Maybe he was just implementing what he learned over the last two seasons or maybe he was driven more by being passed over for a call-up the first time Hanley got hurt. Maybe it was both. Whatever the case may be, Gordon’s first 100-plus at-bats at Triple-A Albuquerque said, “I’m done with this level, can I come back up now?” He posted a .314/.391/.431 slash line, almost doubled his walk rate, and was 14-for-16 in stolen base attempts. His improved plate discipline was something we saw flashes of during spring training, but now, it looked like he was perfecting it. With a strong on-base percentage, perhaps we could finally stop hearing the annoying naysayers with their “can’t steal first base” commentary. He was ready for the show and just needed the opportunity to present itself again.
Now that he’s up, Gordon has made a nice splash in just his first two games. He went 2-for-4 with two RBI, a walk and a pair of stolen bases during his season debut and in the second game he went 1-for-3 with an RBI and another walk. Nine trips to the plate, five times on base, three steals and, most importantly, no strikeouts. A small sample size? Obviously. But if you’re looking for a place to start your season, this is definitely the right one, and fantasy owners should be tripping over themselves running to the waiver wire should he be available in your league.
While theses are just two games, a minute drop in the bucket, there is still enough to get excited about should you acquire Gordon’s services. First and foremost, his game-breaking speed should make an immediate impact in your fantasy standings. As Dave Cameron wrote just a few weeks ago, there is a serious decline in stolen bases this season which means that a player of Gordon’s ability becomes even more valuable in the grand scheme of things. The stolen base category is, traditionally, very movable in rotisserie standings, so adding a player who can immediately boost your totals is going to be huge. The added bonus of a decent average/OBP and runs scored only makes his addition even tastier.

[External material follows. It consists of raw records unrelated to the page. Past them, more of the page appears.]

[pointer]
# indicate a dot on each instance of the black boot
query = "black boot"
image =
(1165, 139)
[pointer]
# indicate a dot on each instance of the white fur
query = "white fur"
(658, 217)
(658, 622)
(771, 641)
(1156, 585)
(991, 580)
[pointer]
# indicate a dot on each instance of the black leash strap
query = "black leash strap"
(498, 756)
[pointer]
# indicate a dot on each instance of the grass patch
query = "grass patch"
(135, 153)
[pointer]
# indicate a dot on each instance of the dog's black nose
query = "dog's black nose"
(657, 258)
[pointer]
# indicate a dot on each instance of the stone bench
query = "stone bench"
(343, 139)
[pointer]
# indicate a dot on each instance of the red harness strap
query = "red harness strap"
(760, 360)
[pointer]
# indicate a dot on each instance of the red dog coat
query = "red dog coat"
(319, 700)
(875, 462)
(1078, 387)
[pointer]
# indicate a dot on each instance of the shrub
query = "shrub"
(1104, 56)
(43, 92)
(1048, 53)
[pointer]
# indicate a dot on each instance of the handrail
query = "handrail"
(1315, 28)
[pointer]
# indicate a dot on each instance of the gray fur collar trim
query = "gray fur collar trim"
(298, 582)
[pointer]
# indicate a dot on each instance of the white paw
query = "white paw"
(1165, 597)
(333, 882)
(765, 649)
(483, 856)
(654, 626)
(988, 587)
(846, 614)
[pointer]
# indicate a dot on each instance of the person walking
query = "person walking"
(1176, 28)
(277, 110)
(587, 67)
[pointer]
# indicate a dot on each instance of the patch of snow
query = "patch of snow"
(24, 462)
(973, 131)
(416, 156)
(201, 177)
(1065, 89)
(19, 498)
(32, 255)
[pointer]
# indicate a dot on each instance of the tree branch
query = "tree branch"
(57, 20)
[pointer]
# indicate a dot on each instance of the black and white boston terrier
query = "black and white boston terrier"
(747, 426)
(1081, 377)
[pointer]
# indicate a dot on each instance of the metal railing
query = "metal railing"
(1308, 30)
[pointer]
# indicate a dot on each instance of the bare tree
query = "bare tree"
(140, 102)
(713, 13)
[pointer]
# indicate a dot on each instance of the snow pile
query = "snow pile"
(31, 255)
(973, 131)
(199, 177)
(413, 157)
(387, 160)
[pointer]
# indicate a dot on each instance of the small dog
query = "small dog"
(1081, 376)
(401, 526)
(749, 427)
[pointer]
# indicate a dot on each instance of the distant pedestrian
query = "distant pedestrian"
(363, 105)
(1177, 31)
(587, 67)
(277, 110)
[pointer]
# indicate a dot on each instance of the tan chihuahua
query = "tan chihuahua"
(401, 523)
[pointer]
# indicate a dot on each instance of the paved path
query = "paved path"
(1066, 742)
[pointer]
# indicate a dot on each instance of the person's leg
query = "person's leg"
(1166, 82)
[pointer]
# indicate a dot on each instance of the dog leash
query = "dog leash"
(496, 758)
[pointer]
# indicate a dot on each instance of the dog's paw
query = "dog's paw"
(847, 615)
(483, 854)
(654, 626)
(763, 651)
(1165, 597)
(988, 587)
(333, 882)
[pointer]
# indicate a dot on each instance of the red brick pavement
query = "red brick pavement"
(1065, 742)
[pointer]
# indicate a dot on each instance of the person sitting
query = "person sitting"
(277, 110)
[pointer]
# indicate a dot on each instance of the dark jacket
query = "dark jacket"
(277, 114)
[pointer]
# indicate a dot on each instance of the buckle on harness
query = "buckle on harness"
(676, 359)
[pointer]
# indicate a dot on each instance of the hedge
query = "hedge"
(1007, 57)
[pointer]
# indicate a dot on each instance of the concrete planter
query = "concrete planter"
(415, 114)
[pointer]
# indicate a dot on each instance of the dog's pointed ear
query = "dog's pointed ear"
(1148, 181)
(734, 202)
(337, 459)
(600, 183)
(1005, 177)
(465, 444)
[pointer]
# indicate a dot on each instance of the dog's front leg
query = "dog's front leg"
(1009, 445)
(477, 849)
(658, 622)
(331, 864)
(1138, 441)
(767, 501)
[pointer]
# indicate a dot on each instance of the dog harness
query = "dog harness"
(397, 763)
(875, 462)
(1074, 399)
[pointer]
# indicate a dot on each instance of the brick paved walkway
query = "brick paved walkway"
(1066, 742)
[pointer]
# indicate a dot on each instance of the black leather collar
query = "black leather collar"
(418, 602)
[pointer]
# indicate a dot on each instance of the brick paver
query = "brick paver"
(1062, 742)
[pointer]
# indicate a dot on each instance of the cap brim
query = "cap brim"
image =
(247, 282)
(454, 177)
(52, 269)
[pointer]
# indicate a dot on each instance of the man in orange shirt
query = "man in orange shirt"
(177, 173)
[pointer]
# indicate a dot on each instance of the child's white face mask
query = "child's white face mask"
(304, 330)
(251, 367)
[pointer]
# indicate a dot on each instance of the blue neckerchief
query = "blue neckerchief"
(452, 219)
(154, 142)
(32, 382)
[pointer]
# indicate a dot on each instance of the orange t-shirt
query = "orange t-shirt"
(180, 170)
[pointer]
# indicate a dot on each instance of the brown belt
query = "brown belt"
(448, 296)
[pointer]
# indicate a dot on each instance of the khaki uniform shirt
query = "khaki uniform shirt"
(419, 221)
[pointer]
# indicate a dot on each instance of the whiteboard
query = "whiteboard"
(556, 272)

But what could be even better is the fact that, while he may be considered an injury replacement right now, should all of this improved plate work be for real (which I think it is), he’ll stick as the Dodgers shortstop all year long and likely find himself atop the batting order in due time. Outplaying a guy like Justin Sellers isn’t going to be a tough feat for Gordon to accomplish. That, to me, is a virtual no-brainer. But what I suspect will happen is that over the next month, Gordon’s play will have such a positive effect on the Dodgers that once Hanley does return, the team will be more inclined to move him back of to third and keep Gordon right where he is. It’s not like they’ll be getting All Star-caliber play from Juan Uribe, will they? Probably not.
So the way I see it — Hanley moves over to third, Gordon stays at short, he then moves up to the leadoff spot, Carl Crawford bats second and the Mark Ellis/Nick Punto show gets bumped down to the eight-hole where it likely belongs anyway. With the tandem of Gordon and Crawford setting the table, the RBI opportunities for Hanley, Matt Kemp and Adrian Gonzalez improve dramatically. It’s a win-win situation for everyone involved, unless of course you’re relying on Ellis/Punto which, if you are, is probably the least of your concerns anyway.